In order to optimize the performance of delivering messages, the
full-text search index is updated for newly sent messages in the
background, after the message has been delivered. This background
updating is done by
`puppet/zulip/files/postgresql/process_fts_updates`, which is usually
deployed on the database server, but could be deployed on an
application server instead.
## An optional full-text search implementation
Zulip now supports using [PGroonga](http://pgroonga.github.io/) for
full-text search. PGroonga is a PostgreSQL extension that provides
full-text search feature. PostgreSQL's built-in full-text search
feature supports only one language at a time (in Zulip's case,
English). PGroonga supports all languages simultaneously, including
Japanese, Chinese and so on, all at once. We expect to migrate
Zulip's full-text search to only support PGroonga once we have tested
this new extension fully.
The following processes should be executed as the root user.

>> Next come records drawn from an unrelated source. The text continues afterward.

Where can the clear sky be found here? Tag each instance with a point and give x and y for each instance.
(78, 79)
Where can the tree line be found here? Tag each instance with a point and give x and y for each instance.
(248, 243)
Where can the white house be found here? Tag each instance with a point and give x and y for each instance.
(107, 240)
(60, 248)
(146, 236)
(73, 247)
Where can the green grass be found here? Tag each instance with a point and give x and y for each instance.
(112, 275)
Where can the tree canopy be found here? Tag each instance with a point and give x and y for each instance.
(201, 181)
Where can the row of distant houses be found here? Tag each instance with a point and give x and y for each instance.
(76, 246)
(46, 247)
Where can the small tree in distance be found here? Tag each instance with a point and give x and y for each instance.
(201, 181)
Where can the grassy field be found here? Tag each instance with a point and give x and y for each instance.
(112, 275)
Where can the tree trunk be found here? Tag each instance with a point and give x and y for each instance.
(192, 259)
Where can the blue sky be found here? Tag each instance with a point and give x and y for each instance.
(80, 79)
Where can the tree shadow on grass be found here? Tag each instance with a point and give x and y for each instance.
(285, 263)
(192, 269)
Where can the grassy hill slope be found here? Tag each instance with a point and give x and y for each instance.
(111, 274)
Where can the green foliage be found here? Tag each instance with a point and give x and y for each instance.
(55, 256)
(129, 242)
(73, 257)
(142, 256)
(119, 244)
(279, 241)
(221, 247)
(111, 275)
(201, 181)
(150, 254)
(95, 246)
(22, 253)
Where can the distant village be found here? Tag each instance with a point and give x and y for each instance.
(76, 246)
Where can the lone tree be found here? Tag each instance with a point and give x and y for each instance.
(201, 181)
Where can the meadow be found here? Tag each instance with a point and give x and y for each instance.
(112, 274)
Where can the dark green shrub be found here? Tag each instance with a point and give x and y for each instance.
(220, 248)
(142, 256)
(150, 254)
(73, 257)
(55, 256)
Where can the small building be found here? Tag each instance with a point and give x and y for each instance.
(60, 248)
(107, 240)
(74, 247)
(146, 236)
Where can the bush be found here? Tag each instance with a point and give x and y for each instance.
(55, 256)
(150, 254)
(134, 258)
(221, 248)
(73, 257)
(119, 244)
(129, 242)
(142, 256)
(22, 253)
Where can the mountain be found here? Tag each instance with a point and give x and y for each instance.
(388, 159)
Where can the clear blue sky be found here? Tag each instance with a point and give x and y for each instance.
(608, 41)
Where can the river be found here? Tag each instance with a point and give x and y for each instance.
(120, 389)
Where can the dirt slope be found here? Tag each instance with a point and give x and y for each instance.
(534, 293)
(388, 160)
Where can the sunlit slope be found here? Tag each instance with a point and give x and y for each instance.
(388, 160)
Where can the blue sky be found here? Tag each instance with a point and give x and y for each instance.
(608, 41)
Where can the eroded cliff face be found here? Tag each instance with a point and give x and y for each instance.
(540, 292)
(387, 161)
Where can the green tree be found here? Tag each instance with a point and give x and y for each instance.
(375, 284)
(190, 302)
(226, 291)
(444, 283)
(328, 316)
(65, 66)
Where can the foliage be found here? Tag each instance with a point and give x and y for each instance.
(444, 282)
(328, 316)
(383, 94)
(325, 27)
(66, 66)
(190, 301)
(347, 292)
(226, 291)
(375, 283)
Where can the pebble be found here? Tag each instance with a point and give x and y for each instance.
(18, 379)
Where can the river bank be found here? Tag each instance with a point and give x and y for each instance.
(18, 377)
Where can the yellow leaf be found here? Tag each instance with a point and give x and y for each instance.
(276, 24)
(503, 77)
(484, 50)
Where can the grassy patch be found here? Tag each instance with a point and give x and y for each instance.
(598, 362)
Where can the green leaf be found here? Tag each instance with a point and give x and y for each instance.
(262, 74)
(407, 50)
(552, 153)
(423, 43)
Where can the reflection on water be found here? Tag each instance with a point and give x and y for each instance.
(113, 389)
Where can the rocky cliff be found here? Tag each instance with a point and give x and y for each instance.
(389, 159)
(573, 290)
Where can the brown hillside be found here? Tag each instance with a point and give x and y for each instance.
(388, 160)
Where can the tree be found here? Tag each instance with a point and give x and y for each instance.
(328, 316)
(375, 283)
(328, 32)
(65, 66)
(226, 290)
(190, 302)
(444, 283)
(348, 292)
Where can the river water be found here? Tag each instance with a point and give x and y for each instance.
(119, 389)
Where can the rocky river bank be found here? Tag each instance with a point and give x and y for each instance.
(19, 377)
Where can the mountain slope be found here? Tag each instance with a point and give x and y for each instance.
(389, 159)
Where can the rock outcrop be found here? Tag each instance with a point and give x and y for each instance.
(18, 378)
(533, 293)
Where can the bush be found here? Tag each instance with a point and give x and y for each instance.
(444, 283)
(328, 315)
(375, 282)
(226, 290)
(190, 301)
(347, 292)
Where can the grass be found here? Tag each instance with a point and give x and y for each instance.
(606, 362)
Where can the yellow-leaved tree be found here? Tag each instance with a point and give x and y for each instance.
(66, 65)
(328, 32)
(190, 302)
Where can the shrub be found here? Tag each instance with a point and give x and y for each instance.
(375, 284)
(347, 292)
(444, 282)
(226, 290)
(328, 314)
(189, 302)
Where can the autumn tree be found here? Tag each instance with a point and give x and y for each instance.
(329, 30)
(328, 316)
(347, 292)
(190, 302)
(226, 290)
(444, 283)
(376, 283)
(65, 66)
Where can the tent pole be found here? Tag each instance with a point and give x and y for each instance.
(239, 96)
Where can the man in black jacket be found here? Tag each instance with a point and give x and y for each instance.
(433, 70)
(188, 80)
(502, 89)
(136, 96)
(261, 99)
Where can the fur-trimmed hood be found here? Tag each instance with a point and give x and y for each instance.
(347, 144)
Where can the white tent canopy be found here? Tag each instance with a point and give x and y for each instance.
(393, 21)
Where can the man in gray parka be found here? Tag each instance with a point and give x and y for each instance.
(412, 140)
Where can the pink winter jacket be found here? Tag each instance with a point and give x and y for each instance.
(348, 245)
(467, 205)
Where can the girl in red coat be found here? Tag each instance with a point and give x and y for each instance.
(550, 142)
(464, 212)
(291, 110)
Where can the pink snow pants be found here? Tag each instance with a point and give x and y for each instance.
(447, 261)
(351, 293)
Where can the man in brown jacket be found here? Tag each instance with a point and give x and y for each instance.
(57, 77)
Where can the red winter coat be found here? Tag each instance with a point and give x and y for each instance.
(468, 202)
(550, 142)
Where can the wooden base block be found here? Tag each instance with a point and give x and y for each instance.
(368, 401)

Run:
sudo -i
### How to enable full-text search against all languages
This section describes how to enable using PGroonga to back the
full-text search feature.
* To install PGroonga, add `pgroonga = enabled` in the `[machine]`
section in `/etc/zulip/zulip.conf`:
[machine]
...
pgroonga = enabled
And then run as root:
/home/zulip/deployments/current/scripts/zulip-puppet-apply
Then, add `USING_PGROONGA = true` in `/etc/zulip/settings.py`:
USING_PGROONGA = True
And apply the PGroonga migrations:
cd /srv/zulip
./manage.py migrate pgroonga
Note that the migration may take a long time, and you can't send new
messages until the migration is finished.
Once the migrations are complete, restart Zulip:
su zulip -c /home/zulip/deployments/current/scripts/restart-server
Now, you can use full-text search against all languages.
### How to disable full-text search against all languages
This section describes how to disable full-text search feature based
on PGroonga.
If you want to fully remove PGroonga, first you need to remove the
PGroonga column (as above, this will take a long time and no messages
can be sent while it is running). If you intend to re-enable PGroonga
later, you can skip this step (at the cost of your Message table being
slightly larger than it would be otherwise).
/home/zulip/deployments/current/manage.py migrate pgroonga zero
Then, set `USING_PGROONGA = False` in `/etc/zulip/settings.py`:
USING_PGROONGA = False
And, restart Zulip:
su zulip -c /home/zulip/deployments/current/scripts/restart-server
Now, full-text search feature based on PGroonga is disabled. If you'd
like, you can also remove the `pgroonga = enabled` line in
`/etc/zulip/zulip.conf` and uninstall the `pgroonga` packages.